ANONYMOUS NEAPOLITAN CARAVAGGESQUE PAINTER
oil on canvas, 95×71 cm
Among the favourite motifs of painters who adapted themselves to the Caravaggesque novelties in the early Seventeenth century, Saint Jerome enjoys a privileged position. This saint from the fourth century, doctor of the Church and the first translator of the Bible from Greek and Hebrew into Latin, appears in countless canvases from the early decades of the Seventeenth century, inspired by the perturbing images painted by Merisi in his brief and tormented career. Moreover, the rendition of the old saint, his body withered and emaciated by study and penitence, was well suited to the meticulous investigations on the human body conducted by painters dedicated to the Caravaggesque tradition, with the aid of a grazing light in the darkness. In such studies the modulation of the shades of the complexions served as counterpoint to the intense red of the cloak and the glaring white of the book or a cranium, the attributes of the saint.

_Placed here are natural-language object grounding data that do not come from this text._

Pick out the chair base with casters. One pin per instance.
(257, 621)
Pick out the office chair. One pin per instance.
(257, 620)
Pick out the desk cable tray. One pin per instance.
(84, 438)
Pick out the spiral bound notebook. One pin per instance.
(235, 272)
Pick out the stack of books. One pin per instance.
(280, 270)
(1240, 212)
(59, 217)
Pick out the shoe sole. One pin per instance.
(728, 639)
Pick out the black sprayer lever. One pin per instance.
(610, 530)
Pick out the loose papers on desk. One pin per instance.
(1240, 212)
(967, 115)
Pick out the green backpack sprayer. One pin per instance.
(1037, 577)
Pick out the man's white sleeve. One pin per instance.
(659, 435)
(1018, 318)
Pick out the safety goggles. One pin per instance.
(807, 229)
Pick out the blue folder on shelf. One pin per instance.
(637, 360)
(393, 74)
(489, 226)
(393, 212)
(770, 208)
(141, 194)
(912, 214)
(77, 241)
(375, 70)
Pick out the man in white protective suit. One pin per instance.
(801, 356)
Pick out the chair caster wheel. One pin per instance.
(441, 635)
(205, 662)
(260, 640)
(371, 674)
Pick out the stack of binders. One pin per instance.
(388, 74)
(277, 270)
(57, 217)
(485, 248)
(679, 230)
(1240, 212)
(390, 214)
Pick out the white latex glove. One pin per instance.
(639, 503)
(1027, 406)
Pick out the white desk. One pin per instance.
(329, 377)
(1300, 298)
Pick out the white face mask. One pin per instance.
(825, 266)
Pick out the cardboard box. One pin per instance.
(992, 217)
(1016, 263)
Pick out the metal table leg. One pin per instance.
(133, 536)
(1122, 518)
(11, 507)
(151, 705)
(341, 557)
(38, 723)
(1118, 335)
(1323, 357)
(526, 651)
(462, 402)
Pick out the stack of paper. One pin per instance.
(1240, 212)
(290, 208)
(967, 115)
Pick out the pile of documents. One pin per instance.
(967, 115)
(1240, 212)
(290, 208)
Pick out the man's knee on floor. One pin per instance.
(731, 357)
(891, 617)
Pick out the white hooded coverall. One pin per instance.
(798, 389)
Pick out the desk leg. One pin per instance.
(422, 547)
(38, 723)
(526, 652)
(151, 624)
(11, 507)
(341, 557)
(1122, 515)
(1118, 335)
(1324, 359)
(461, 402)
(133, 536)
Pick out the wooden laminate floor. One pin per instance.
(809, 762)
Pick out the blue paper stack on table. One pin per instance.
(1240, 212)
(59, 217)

Also this Saint Jerome is based on these chromatic accords, with pretty highlights created by the white pen, immersed in light, which stands out against the shaded breast, and skilful luminous reflections on the thick beard.
As to origins, this painting suggests a Southern Italian milieu, perhaps Naples, one of the areas in Italy which had been most profoundly influenced by the great master, who passed through the city on his long flight from Rome.